Submitted May 16, 1990.
Decided July 10, 1990.
Gary Hamblet, Los Angeles, Cal., for appellant.
Mitchell Mahoney, Minot, N.D., for appellee.
Appeal from the United States District Court for the District of North Dakota.
Before FAGG, Circuit Judge, BRIGHT, and HENLEY, Senior Circuit Judges.
The district court granted summary judgment to Liberty Mutual Insurance Company (Liberty) after Edward Obenauer brought this product liability action against Liberty. Obenauer appeals, and we affirm.
Edward Obenauer severely injured his right hand while operating a baling machine designed by Vermeer Manufacturing Company (Vermeer). At the time Vermeer designed the baler, Liberty provided Vermeer with insurance and accident prevention services. Obenauer claims that because Liberty regularly inspected the baler and provided design advice to Vermeer, Liberty is liable to Obenauer for his injuries.
The courts of North Dakota have never decided the question of whether an insurer that provides accident protection services is liable to third parties, and the district court thus adopted the Restatement (Second) of Torts § 324A (1965) as North Dakota law. See Patch v. Sebelius, 349 N.W.2d 637, 642 (N.D. 1984) (applying section 324A to impose liability on road construction contractor). Neither Obenauer nor Liberty disputes the district court's choice of section 324A, and we defer to the District Court of North Dakota when it decides a question of state law that North Dakota state courts have not yet addressed. Kloster Co. v. Michigan Mut. Ins. Co., 882 F.2d 1308, 1310 (8th Cir. 1989).

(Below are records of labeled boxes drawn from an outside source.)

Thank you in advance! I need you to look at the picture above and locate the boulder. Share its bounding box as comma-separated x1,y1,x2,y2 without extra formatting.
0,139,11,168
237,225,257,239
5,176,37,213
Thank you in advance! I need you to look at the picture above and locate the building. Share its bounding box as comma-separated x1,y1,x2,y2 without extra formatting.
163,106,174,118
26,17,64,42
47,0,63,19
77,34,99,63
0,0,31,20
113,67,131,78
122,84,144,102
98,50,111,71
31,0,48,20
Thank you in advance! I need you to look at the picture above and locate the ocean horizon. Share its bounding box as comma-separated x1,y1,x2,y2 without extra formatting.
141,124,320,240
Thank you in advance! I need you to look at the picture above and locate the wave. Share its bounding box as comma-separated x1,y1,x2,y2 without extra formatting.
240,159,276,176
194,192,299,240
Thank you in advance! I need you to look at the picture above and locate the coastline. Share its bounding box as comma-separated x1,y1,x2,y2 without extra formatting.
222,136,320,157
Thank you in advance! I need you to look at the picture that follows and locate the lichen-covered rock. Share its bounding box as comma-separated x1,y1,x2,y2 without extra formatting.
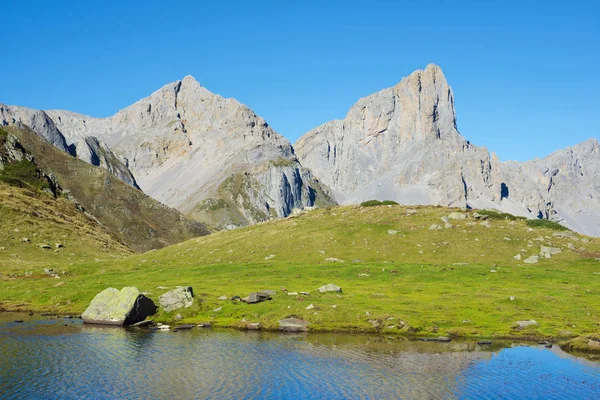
318,283,342,293
158,286,194,312
81,287,157,325
278,317,309,332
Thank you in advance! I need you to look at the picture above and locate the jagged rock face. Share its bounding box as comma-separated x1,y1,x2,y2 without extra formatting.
47,76,332,226
0,104,139,189
75,136,139,189
0,104,69,153
295,65,600,236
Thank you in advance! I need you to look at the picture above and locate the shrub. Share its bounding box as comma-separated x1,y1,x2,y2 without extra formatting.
527,219,569,231
360,200,398,207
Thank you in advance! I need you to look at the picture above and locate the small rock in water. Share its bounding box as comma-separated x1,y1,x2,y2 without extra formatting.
173,324,195,332
279,318,308,332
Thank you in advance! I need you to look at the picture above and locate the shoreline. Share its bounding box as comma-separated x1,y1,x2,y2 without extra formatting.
0,306,600,360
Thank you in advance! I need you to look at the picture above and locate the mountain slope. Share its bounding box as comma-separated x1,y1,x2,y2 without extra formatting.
6,127,208,252
47,76,333,226
295,65,600,236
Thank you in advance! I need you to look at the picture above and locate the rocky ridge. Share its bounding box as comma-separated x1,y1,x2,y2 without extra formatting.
295,64,600,236
4,76,334,227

Instead, Obenauer asserts the district court committed error in its application of section 324A. The district court held Liberty's inspections did not replace Vermeer's duty to Obenauer to design a safe product and did not constitute an "undertaking" under section 324A. Other courts have decided the question of insurer liability similarly. See, e.g., Davis v. Liberty Mut. Ins. Co., 525 F.2d 1204, 1207-08 (5th Cir. 1976); Rick v. RLC Corp., 535 F. Supp. 39, 46-47 (E.D.Mich. 1981); Smith v. Allendale Mut. Ins. Co., 303 N.W.2d 702, 710-12 (Mich. 1981). Because the district court's interpretation of Restatement § 324A is not "`fundamentally deficient in analysis or otherwise lacking in reasoned authority,'" Turley Martin Co. v. Gilman Paper Co., 905 F.2d 235, 238 (8th Cir. 1990) (quoting Pershern v. Fiatallis North America, 834 F.2d 136, 138 (8th Cir. 1987)), we decline to second-guess the court's formulation of North Dakota law.
We thus affirm the judgment of the district court.